Munna Bhai is an Indian Hindi language film series created, written and directed Rajkumar Hirani and produced by Vidhu Vinod Chopra under Vinod Chopra Productions banner. It consists of Munna Bhai M.B.B.S. released in 2003 and its sequel Lage Raho Munna Bhai in 2006. The films shared same characters of  Sanjay Dutt as Munna Bhai, Arshad Warsi as Circuit in each film with different plot elements and settings. Boman Irani features in each film with different characters. Both of the films received widespread critical acclaim and became huge commercially successful of its time.

Films

Munna Bhai M.B.B.S. (2003) 

Murli Prasad Sharma, nicknamed as "Munna Bhai" ("Bhai" is a word used to address Dons in India, especially Mumbaiyya Maharashtrian region, literally means Brother) is a good-hearted local gangster who engages in criminal activities. Munna Bhai pretends to be a doctor in order to impress his father, but after being revealed as a gangster to his father who feels insulted, he decides to go to a medical college to obtain an M.B.B.S. degree to prove he can become a real doctor. The film follows Munna' extremely well-played struggle as he learns about the medical system and makes his way through the renowned medical college run by dean Dr. Asthana, the very man who insulted his father. He continues to cheat his way through college but changes over time while also instilling a more heartfelt and sensitive approach to patient care in the hospital.

Lage Raho Munna Bhai (2006) 

In the second installment of the series, Munna Bhai poses as a professor of history in order to meet with a radio jockey whose voice he has fallen in love with. She asks him to give a lecture on Mahatma Gandhi, and as a result, he becomes a proponent of Gandhism and uses it to solve modern life problems of the people.

Third Munna Bhai film 
On 25 February 2016, Sanjay Dutt was released from Yerwada Central Jail after completing his sentence (2013–2016) for illegal possession of firearms in 1993. Vidhu Vinod Chopra announced on 29 September 2016 that production on the third Munna Bhai film starring Dutt in the title role may begin in 2017.
But the project got delayed again because Hirani decided to instead work on Sanjay Dutt's biopic, titled Sanju.

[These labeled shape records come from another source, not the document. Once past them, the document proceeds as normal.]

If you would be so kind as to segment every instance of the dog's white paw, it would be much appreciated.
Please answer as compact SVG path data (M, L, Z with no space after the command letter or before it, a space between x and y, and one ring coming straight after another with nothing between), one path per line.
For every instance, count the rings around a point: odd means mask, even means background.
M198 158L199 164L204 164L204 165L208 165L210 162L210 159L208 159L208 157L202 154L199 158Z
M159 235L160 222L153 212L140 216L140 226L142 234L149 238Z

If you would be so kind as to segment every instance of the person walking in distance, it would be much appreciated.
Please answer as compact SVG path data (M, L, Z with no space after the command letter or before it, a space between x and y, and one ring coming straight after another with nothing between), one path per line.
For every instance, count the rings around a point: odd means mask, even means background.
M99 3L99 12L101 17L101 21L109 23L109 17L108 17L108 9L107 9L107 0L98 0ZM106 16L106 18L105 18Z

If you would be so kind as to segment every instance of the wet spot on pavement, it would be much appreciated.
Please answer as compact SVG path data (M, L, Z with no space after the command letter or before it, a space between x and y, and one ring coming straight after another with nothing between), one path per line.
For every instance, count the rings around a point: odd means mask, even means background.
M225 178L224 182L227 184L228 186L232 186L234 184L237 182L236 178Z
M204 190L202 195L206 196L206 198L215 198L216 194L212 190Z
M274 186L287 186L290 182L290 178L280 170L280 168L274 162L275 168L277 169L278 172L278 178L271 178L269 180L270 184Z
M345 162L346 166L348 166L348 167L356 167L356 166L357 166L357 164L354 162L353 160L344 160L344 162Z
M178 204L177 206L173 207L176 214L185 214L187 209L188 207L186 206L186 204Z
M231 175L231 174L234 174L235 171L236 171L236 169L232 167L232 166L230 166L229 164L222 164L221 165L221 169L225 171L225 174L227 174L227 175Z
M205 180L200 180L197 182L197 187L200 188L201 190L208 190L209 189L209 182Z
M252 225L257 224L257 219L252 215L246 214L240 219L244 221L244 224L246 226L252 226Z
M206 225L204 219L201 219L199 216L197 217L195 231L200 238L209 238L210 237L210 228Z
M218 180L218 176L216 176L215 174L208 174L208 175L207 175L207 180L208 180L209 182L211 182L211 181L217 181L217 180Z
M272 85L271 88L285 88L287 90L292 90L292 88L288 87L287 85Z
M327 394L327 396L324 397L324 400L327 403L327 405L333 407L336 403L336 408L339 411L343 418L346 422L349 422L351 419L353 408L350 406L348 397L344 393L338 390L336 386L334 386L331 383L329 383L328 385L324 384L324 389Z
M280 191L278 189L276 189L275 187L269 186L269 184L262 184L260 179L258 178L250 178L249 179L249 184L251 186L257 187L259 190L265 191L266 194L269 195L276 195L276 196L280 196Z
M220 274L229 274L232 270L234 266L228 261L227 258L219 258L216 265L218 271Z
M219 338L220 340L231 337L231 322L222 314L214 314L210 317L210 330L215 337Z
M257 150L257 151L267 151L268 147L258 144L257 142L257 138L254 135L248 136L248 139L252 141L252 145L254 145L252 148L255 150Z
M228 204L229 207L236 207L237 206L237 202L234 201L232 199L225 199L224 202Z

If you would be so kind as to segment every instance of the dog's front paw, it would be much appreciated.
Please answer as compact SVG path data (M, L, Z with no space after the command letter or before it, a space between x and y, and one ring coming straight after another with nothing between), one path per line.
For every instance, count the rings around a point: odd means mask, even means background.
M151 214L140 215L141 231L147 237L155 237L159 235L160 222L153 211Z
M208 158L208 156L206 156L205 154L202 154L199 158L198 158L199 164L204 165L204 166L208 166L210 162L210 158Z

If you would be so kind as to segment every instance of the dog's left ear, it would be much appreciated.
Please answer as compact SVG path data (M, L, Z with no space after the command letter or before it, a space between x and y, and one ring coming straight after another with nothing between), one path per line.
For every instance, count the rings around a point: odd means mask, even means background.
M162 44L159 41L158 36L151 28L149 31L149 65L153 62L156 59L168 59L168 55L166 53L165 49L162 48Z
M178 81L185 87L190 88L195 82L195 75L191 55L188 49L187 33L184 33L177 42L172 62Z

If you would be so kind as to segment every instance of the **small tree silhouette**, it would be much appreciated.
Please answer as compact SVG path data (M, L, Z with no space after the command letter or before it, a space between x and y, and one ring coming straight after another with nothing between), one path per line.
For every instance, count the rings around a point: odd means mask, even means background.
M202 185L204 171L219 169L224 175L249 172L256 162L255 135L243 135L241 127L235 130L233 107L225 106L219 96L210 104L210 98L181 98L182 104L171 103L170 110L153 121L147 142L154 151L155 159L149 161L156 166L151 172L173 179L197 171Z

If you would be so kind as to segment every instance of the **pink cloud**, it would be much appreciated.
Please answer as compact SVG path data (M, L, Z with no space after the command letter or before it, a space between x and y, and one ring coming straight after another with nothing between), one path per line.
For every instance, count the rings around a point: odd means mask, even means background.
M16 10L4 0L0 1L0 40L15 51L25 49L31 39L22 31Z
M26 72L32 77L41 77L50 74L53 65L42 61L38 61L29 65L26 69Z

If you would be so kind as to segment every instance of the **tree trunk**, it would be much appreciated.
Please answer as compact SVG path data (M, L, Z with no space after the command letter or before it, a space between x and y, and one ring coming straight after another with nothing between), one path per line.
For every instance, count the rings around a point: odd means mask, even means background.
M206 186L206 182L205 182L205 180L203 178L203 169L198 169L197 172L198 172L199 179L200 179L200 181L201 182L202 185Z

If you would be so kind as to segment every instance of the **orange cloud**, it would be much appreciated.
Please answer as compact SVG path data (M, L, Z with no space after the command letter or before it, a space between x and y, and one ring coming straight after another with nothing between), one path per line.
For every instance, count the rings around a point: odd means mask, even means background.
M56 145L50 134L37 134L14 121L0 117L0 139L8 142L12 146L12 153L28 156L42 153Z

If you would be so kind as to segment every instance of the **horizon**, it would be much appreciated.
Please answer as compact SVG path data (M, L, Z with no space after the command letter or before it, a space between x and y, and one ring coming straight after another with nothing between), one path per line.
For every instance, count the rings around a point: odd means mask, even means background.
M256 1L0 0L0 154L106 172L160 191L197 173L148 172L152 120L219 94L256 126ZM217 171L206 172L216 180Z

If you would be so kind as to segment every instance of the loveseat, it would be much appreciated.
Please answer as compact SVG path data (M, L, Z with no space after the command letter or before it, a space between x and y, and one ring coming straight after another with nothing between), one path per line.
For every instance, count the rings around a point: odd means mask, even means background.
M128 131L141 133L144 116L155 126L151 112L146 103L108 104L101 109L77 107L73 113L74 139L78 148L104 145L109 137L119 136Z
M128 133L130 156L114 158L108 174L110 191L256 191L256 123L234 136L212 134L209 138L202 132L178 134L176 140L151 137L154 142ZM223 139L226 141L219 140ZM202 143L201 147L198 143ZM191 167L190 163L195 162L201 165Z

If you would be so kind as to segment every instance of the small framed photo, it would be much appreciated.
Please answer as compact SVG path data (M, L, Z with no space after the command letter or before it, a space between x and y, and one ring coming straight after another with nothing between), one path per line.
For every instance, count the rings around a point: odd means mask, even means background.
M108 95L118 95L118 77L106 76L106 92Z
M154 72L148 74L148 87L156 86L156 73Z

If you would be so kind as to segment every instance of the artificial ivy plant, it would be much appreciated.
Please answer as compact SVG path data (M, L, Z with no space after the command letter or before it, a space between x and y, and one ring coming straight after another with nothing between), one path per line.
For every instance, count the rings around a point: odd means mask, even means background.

In June 2018, Hirani confirmed his future plans for films which included Munna Bhai 3 and he has confirmed to have begun working on story with his co-writer Abhijat Joshi. It will be his next project after Sanju is released.
The shooting of the 3rd instalment on the Munna Bhai series was going to start in June 2019 but got delayed to October 2020 due to the COVID-19 pandemic.

Short film

Munna Bhai Chale America (2007) 
After the success of the first two films, Rajkumar Hirani and Vidhu Vinod Chopra planned to make a third film titled Munna Bhai Chale America. The short film was released in 2007 as an announcement teaser which followed the characters of Munna Bhai and Circuit learning English.
But the project got nowhere and the idea was cancelled altogether after Sanjay Dutt's conviction and subsequent imprisonment.
Now in 2018 after the release of "Sanju", Rajkumar Hirani says that he will start the films very soon.

Cast and characters

Release and revenue

Awards

Munna Bhai M.B.B.S. 
Munna Bhai M.B.B.S. was the recipient of a number of awards. At the 2004 Filmfare awards, it received the Filmfare Critics Award for Best Movie, the Filmfare Best Screenplay Award, the Filmfare Best Dialogue Award, and the Filmfare Best Comedian Award in addition to four other nominations. It won a number of awards at the 2004 Zee Cine Awards including Best Debuting Director, Zee Cine Award for Best Actor in a Comic Role, Best Cinematography, and Best Dialogue.

Other ceremonies include the 2004 National Film Awards where it won the National Film Award for Best Popular Film and the 2004 International Indian Film Academy Awards where it won the IIFA Best Comedian Award.

Lage Raho Munna Bhai 

Lage Raho Munna Bhai is the  recipient of four National Film Awards in addition to other awards. Some speculated that it would represent India as an entry for the 2007 Academy Award for Best Foreign Film.  Although ultimately losing to Rang De Basanti as India's official submission, the producers submitted it as an independent entry. However, neither film received an Oscar nomination.